7. Okay. I'll take it and could I also have a pound of flies to go?
"And this will be strike 3 for you Mr. Banerjee. As you know, this office has a strict no coffee/no frogs policy."
"No - I'm sure I left mine in the car."
"Yes that looks fine - medium rare please."
"Well - it was dead when I finished the biology class!"
"Oh my! I never thought I'd see him again, thank you!"
It wasn’t in the bed when I woke up!
"No, Thanks. Smells like chicken."
Steve Lund
"No thanks, last time I ate them I thought I would croak!"
"I told you I had a frog in my throat."
It's a Boy!
OK Mr. Magic Man, where's moma?
I’m terribly sorry, Mr. Garcia. I understand that you believe that Little Freddy’s presence stimulates your creative thinking processes, but according to workplace policy, this is strictly a NAO, a no-amphibian office.
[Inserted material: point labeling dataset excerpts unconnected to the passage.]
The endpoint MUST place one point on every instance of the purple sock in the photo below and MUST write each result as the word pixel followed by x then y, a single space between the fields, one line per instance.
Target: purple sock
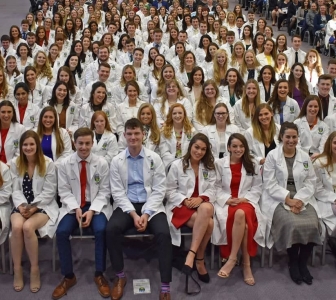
pixel 121 274
pixel 165 287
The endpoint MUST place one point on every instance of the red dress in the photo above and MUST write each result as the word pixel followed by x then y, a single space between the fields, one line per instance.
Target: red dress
pixel 182 214
pixel 250 216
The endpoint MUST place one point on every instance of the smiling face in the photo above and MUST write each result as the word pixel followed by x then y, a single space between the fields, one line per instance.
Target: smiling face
pixel 48 120
pixel 198 150
pixel 236 149
pixel 29 147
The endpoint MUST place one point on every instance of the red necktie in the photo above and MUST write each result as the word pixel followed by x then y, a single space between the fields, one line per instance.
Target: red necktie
pixel 83 182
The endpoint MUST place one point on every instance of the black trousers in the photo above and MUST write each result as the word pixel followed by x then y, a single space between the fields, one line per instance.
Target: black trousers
pixel 120 222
No thanks, Allyson. Coffee's fine. But lick away. We all need our morning kick.
Are you the person who complained of a fly in his soup?
Dick Coanda
"YES! He's the one - he came in here trying to bypass the audition process for the lead in the nursery rhyme, 'A frog he would awooing go, Heigh Ho ...' Tried to offer me one of his babes!"
1) I just KNEW someone stuck something on my back when I came in!
2) Well what do you know! Who knows what they'll tatoo next?